Ich lehne Verräter und Vaterlandsverrat naturgemäß entschieden ab. Wenn alle in der Song-Dynastie gute Menschen waren, warum sollte ich sie dann zurückschicken, um sie neu formen zu lassen?

Band Eins: Schicksal bestimmt 048 Das Ding namens Schicksal

Zhao Gou, der ungeduldig in der Kutsche gewartet hatte, hatte bereits den Vorhang angehoben, um sie anzusehen. Als er Zhao Huans sanftes Lächeln sah, stieg er taktvoll aus der Kutsche, ging hinüber und sagte: „Mir ist gerade eingefallen, dass ich noch etwas nicht gekauft habe. Ich gehe dann allein zurück. Bruder, du brauchst nicht auf mich zu warten. Geh und mach, was du vorhast.“

Der kleine Teufel kicherte. Zhao Huan, der sah, dass seine Gedanken gelesen worden waren, zwinkerte ihm zustimmend zu und befahl einigen Männern, ihm zu folgen, wobei er ihm zur Vorsicht mahnte.

Nachdem Zhao Gou gegangen war, wurde Zhu Lian von Zhao Huan in die Kutsche eingeladen und geriet in Panik.

Seit Zhu Xuan im Palast war, fühlte sich Zhu Lian im Anwesen noch einsamer. Obwohl sie eine jüngere Schwester hatte, war diese noch jung, und ihre Gespräche waren naturgemäß nicht so vertraut wie die mit Gleichaltrigen. Heute hatte sie auf Drängen ihrer Zofe all ihren Mut zusammengenommen, um heimlich einen Spaziergang zu machen. Doch unerwartet verlor sie bei ihrem ersten Alleingang ihre Zofe aus den Augen … und stieß dann sogar mit der Kutsche des Kronprinzen zusammen … Was sollte sie nur tun?

Sie saß allein in der Ecke, in Gedanken versunken, während Zhao Huan sie lächelnd beobachtete, völlig ahnungslos, dass sie sich immer noch Sorgen um den Vorfall mit der „erschrockenen Kutsche“ machte. Er fand diese zerstreute Frau einfach nur liebenswert. Wie konnte sie sich, die in Bianjing aufgewachsen war, auf der Straße verlaufen? War sie wirklich die talentierte Cousine, von der Zhu Xuan gesprochen hatte? Er war wirklich sehr neugierig.

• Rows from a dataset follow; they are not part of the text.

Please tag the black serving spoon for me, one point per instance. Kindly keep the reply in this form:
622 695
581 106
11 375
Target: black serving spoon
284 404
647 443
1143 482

Als Zhao Huan Zhu Lian zurück zum Anwesen des Herzogs von Fu geleitete, wurde die Magd, die Zhu Lian verloren hatte, gerade mit Schlägen bestraft. Als sie sah, dass ihre junge Herrin wohlbehalten zurückgekehrt war, dachte sie bei sich, dass sie endlich gerettet war.

Als Zhu Guina erfuhr, dass ihre Tochter das Anwesen ohne Erlaubnis verlassen hatte und verschwunden war, war sie äußerst besorgt. Sie hatte gerade die Diener ausgesandt, um nach ihr zu suchen, als sie überglücklich feststellte, dass ihre Tochter wohlbehalten zurückgekehrt war. Umso erfreulicher war es, dass Kronprinz Zhao Huan sie zurückgebracht hatte!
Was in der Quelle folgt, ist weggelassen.